Há sinais de preocupação

Opinião do jornalista Carlos Flórido

Portugal obteve o melhor resultado de sempre nos Jogos, mas deve sair de Paris com alguma preocupação. O panorama desportivo nacional continua o mesmo de sempre e o bom resultado deveu-se ao desempenho excecional do ciclismo de pista, uma disciplina emocionante - como o país descobriu -, mas tendo uma distância curta entre a vitória e a derrota. Temos dos melhores “pistards” do mundo, como Leitão e os gémeos Oliveira, mas não há sequer uma equipa completa e será irrealista exigir a repetição de ouro e prata. Se retirarmos o ciclismo fica a já habitual medalha do judo, equipa que perderá em breve metade dos seus valores, e a de um Pichardo que dificilmente irá a Los Angeles’28, mesmo que mude de ideias e salte mais uns anos.

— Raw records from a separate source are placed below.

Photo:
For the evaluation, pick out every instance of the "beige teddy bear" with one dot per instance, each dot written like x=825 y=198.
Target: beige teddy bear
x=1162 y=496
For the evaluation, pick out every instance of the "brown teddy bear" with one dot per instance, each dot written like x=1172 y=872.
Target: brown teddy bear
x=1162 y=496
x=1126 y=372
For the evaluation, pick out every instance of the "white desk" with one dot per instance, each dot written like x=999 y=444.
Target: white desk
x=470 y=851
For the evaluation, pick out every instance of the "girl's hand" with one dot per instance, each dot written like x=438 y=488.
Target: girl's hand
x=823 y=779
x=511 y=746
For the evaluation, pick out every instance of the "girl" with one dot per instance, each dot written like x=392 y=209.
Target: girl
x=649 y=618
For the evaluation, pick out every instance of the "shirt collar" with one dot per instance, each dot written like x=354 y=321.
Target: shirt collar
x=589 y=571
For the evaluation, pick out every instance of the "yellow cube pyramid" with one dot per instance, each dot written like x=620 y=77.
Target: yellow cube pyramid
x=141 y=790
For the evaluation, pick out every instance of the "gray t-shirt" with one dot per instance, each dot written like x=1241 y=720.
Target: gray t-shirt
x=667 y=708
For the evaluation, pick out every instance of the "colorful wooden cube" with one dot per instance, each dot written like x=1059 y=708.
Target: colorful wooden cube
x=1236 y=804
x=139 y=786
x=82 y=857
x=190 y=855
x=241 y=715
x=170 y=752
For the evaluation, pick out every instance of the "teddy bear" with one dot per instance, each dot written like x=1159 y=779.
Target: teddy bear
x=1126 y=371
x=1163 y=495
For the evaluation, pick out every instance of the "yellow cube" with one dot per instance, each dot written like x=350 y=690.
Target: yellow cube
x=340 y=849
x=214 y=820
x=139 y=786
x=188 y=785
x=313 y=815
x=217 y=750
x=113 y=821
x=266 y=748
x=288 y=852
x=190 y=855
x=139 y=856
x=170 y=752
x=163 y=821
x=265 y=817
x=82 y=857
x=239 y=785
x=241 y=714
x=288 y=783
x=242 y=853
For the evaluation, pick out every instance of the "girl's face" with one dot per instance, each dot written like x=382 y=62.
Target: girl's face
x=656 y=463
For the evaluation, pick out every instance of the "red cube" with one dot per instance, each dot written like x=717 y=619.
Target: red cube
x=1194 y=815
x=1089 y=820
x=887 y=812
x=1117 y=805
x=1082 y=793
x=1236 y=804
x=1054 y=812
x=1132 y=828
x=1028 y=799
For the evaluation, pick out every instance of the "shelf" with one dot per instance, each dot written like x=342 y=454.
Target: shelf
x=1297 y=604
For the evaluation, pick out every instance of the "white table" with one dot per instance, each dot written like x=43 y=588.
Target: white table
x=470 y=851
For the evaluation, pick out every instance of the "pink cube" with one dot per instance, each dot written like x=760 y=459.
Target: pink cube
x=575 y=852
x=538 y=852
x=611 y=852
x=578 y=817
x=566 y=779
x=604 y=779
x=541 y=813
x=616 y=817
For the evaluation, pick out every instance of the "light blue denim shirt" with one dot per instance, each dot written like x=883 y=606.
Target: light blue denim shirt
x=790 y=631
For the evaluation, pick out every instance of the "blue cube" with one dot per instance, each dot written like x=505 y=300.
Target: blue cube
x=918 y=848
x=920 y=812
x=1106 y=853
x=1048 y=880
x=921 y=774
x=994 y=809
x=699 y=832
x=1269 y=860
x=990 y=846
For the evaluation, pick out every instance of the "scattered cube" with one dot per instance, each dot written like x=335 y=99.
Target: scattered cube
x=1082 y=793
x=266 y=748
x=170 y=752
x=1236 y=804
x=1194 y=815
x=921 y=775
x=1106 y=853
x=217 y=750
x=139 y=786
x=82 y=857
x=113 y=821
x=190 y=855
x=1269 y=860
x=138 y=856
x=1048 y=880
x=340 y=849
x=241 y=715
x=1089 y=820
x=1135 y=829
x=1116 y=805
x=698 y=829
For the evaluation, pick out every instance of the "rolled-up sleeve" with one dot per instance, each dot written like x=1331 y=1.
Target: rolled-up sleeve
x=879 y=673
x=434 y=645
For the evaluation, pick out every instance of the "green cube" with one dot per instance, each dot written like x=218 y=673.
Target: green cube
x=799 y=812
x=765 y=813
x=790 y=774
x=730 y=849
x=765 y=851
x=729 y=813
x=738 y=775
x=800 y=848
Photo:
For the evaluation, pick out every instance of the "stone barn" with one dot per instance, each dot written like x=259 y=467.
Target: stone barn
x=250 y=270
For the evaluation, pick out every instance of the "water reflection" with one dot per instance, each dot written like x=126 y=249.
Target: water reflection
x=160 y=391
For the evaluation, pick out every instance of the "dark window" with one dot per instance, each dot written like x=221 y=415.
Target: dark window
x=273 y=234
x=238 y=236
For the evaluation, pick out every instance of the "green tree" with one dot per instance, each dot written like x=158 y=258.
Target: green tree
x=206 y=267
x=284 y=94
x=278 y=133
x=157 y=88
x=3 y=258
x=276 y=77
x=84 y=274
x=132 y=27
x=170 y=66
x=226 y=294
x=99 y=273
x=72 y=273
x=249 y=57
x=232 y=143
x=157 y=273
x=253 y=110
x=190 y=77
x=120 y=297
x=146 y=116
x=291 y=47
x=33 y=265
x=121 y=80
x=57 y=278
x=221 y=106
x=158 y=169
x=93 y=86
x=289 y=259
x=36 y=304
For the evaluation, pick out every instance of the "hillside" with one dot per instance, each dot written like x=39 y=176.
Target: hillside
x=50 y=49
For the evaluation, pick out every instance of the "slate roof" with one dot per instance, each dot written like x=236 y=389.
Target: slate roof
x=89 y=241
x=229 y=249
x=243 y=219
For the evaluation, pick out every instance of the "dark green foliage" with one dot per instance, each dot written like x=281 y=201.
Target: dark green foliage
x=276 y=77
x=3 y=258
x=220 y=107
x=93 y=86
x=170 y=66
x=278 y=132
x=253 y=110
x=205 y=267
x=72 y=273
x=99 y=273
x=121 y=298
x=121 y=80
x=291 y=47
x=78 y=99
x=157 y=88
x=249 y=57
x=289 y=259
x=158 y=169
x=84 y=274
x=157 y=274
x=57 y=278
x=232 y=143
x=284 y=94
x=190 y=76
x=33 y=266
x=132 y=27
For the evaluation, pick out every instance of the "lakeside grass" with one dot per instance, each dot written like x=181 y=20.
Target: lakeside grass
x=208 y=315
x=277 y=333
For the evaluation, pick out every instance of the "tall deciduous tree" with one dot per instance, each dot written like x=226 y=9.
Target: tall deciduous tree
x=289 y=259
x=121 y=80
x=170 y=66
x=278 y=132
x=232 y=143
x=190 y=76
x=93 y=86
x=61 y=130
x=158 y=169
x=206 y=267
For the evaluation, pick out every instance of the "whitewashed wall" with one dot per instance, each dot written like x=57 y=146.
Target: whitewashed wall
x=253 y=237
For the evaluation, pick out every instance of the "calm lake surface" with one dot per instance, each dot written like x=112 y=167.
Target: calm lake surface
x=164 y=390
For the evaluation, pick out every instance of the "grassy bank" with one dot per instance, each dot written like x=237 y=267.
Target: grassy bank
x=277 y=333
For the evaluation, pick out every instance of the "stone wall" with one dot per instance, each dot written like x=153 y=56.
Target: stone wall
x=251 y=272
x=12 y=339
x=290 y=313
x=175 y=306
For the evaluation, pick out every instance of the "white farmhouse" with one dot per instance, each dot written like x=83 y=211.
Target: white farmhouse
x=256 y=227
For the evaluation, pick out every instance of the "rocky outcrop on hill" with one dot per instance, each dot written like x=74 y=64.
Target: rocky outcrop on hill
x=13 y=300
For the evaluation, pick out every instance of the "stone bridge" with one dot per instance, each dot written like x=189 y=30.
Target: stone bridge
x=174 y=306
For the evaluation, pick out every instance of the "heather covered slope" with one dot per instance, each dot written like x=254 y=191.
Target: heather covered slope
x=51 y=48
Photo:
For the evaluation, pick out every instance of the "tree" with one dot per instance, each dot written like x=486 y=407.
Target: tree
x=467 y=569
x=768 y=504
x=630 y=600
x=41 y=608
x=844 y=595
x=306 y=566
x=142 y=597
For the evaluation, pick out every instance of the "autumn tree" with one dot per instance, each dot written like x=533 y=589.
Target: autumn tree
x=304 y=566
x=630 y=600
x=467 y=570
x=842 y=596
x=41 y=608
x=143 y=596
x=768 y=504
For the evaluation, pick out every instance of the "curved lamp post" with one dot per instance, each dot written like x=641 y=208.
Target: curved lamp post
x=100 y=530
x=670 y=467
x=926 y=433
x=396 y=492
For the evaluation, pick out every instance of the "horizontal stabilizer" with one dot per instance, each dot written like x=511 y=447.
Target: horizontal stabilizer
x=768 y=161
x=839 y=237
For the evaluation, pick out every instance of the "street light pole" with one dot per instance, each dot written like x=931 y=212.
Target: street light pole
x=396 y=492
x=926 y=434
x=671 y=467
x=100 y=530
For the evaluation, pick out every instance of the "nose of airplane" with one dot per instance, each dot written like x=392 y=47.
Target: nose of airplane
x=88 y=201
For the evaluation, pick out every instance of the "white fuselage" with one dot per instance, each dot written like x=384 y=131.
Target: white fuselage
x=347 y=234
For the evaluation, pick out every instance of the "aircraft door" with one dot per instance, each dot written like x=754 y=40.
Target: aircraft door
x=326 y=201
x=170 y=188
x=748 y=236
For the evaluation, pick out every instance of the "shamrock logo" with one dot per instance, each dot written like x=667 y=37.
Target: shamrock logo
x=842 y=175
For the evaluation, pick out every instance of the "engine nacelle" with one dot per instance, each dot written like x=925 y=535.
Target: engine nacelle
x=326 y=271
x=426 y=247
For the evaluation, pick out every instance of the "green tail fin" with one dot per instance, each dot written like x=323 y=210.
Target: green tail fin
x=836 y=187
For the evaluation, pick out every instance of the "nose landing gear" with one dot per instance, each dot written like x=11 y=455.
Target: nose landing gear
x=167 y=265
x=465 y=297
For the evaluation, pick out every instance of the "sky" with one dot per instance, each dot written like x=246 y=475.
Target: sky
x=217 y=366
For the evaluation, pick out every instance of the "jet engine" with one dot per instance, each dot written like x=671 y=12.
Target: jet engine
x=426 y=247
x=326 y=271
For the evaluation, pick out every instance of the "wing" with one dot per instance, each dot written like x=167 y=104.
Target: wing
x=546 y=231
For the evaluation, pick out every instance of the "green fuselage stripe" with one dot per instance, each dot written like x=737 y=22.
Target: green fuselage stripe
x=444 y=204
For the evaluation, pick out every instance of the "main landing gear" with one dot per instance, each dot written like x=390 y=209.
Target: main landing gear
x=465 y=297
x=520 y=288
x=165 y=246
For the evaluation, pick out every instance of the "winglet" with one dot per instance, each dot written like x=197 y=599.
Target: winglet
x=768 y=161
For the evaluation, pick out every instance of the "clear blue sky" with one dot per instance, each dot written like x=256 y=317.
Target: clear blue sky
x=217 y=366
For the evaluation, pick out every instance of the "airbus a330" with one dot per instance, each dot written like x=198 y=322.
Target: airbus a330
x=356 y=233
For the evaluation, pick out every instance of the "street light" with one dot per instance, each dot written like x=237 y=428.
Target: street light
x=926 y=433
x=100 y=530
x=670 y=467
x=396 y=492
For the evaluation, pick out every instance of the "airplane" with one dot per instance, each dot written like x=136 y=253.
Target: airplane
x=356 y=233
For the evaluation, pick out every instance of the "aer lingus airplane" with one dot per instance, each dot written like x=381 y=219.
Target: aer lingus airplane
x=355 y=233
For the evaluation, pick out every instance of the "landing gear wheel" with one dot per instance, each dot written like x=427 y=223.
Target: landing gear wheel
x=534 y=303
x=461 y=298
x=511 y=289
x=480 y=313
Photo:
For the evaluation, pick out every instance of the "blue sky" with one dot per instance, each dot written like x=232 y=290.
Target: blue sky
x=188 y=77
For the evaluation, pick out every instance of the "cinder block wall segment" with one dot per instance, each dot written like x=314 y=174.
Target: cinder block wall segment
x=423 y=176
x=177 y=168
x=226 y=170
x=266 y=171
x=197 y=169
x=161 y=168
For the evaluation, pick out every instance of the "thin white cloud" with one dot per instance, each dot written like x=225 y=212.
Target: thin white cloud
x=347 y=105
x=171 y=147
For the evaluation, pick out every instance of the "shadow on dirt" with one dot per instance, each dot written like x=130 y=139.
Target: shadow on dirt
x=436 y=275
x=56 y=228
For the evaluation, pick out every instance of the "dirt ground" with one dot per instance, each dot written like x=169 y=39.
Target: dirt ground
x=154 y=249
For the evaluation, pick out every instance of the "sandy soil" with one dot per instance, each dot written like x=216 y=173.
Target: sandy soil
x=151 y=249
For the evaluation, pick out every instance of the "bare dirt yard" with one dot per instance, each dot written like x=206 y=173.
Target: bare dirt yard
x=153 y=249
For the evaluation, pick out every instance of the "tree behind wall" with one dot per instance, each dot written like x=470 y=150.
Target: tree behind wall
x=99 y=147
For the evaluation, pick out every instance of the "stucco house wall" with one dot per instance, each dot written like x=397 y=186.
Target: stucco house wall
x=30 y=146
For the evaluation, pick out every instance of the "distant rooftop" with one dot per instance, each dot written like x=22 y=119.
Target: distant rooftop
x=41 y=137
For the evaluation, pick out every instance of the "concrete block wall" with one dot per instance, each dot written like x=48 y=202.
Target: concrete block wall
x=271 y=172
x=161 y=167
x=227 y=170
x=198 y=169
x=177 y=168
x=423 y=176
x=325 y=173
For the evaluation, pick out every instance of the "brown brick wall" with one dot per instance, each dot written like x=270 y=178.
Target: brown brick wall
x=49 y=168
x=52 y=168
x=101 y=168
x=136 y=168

Sendo ele a bandeira de um atletismo onde não se descortinam, para os próximos anos, talentos capazes de liderar no patamar mundial, esta é a modalidade que mais preocupa, pois podem terminar os pódios do abono de família histórico.

E esta análise estende-se à canoagem, que tem Fernando Pimenta na curva descendente, embora com uma diferença: mesmo tendo menos recursos, há uma federação que pensa no futuro e tem Messias Baptista e Kevin Santos a crescer.

Resta a desilusão de Paris’24, a natação, que fez um ciclo olímpico brilhante e na hora da verdade voltou à mediania de sempre, e aquela esperança que entra em todos os balanços.

Será desta que o poder político acorda e fornece as condições que os atletas pedem? Luís Montenegro provou ser um entusiasta na visita que fez aos olímpicos, esperemos que não os esqueça quando regressar ao seu gabinete.